If you’ve ever watched a science fiction movie, or one that uses special effects, then you owe a debt of gratitude to Georges Méliès, the subject of today’s Google Doodle and one of the few people who truly deserve to be called a “visionary.”
One of cinema’s most important pioneers, Méliès worked in an age when the medium was changing rapidly and when the whole world was obsessed with scientific discovery, explorations, and expeditions to the furthest reaches of the planet. So it’s fitting that a Doodle created in another age of fast-paced cinematic change — our current time — honors him by using some fancy technology of its own.
Méliès, born in 1861, was an innovator par excellence, experimenting with effects in his films that blew people’s minds in an era when film itself was still startling to many people. Employing things like time-lapse photography, multiple exposures, dissolves, pyrotechnics, theatrical machinery, and more, he dazzled his audiences. It looked like magic. (You can see some of these effects on the Doodle’s background page.)
Méliès was working around the turn of the 20th century, a time of burgeoning scientific exploration and big dreams about the future of mankind. The filmmaker tapped into those through his experimentation with effects, and through stories he told tales of discovery.

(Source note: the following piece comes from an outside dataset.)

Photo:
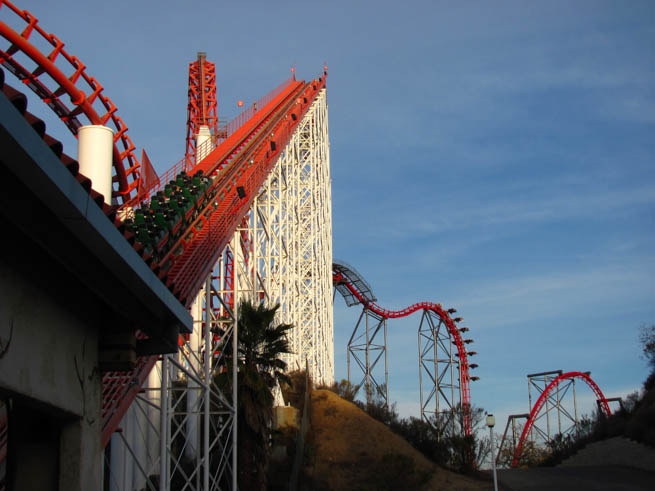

Méliès’s most famous film is probably Le Voyage dans la Lune (A Trip to the Moon), from 1902. It’s a work of science fiction, inspired partly by stories by people like Jules Verne. In the almost 13-minute film, a group of space explorers travel to the moon, encounter a tribe of strange beings, capture one, and return to Earth. Méliès himself played the crew’s leader, Professor Barbenfouillis.